NAME

Data::Sah::Manual::Developer - Data::Sah developer information

VERSION

This document describes version 0.916 of Data::Sah::Manual::Developer (from Perl distribution Data-Sah), released on 2024-02-16.

OVERVIEW

PERL CODE GENERATION

This section will describe how the schema is converted into Perl code.

From each clause, an equivalent Perl expression will be generated (except for a few special clauses). The expression will return true/false depending on whether data passes the clause. For example, in the schema:

["int", min=>1, max=>10]

the clause min=>1 will be translated into something like:

$data >= 1

and the clause max=>10 will be translated into something like:

$data <= 10

For the type itself (int) we will generate a Perl expression for type checking:

Scalar::Util::Numeric::isint($data)

These Perl expressions are then ordered and combined into a single one. The order follows the priorities specified by the Sah specification, as each clause has its priority (the lower the number, the higher the priority). The min and max clauses are "regular" type constraint clauses so they each have a priority of 50. There is a special clause req (unspecified here, the default is 0) which have a high priority of 3, which is even higher than the type check. The req clause, if given the value of 1/true will require data to be defined. On the other hand, if req is false then if data is undefined then all the other constraint clauses will be skipped (so undef will pass the schema).

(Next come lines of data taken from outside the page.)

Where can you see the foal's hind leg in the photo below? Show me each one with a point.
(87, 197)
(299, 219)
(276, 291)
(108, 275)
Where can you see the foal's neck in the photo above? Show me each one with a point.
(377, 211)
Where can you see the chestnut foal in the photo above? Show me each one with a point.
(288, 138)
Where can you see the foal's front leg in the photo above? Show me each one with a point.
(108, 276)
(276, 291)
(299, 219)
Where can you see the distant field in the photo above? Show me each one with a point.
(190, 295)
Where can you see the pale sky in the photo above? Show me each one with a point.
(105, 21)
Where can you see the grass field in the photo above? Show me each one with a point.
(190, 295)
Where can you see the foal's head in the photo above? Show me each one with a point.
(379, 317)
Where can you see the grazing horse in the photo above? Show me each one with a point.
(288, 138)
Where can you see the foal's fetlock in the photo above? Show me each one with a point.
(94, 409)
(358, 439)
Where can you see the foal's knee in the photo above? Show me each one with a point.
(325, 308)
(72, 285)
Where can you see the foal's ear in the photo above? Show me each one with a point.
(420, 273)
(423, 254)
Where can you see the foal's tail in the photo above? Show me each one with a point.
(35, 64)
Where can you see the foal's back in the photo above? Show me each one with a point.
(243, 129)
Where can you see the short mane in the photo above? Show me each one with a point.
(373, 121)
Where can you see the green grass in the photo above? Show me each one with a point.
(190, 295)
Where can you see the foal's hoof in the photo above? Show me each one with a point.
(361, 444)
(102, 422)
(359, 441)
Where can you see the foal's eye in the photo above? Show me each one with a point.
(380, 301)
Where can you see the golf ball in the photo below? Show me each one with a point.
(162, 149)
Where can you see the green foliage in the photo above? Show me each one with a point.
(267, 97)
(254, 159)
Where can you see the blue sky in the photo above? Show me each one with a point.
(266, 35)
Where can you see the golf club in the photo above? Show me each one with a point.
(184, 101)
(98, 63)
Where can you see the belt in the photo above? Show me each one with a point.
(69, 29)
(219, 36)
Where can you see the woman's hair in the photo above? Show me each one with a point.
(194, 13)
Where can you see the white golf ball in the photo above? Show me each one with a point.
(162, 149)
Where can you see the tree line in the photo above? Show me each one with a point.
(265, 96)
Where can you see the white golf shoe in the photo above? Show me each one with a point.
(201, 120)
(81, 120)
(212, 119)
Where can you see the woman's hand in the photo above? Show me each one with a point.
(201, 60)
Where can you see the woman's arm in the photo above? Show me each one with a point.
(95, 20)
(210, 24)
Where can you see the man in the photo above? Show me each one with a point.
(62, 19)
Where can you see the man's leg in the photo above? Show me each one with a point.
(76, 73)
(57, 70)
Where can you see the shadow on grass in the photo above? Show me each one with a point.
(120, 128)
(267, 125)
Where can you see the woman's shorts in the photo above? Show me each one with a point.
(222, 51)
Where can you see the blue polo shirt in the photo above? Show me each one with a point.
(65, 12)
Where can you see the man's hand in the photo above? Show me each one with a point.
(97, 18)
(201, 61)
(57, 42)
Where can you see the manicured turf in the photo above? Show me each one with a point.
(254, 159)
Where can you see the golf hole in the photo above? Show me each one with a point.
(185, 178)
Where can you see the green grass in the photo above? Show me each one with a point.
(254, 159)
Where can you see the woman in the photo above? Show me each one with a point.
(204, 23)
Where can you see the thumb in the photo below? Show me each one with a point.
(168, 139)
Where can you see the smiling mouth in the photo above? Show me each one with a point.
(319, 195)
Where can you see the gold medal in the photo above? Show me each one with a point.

After the ordering, the type constraint expressions are joined using the Perl operator && to be able to shortcut after the first failure. The final Perl expression becomes:

(!defined($data) ? 1 :
    (Scalar::Util::Numeric::isnt($data) &&
    ($data >= 1) &&
    ($data <= 10))
)

Default value

The default clause is another special clause that has a high priority, evaluated before req, type check, or the other constraint clauses.

["int", min=>1, max=>10, default=>1]

The default clause will be translated into this Perl expression:

(($data //= 1), 1)

What the above expression does is evaluate the argument to the left of the comma operator (assigning default value to data) then evaluate the argument to the right of the comma, then return that value. So the effect is the above expression will always return true, even though the default value given in the schema might be false Perl-wise, like "" or 0.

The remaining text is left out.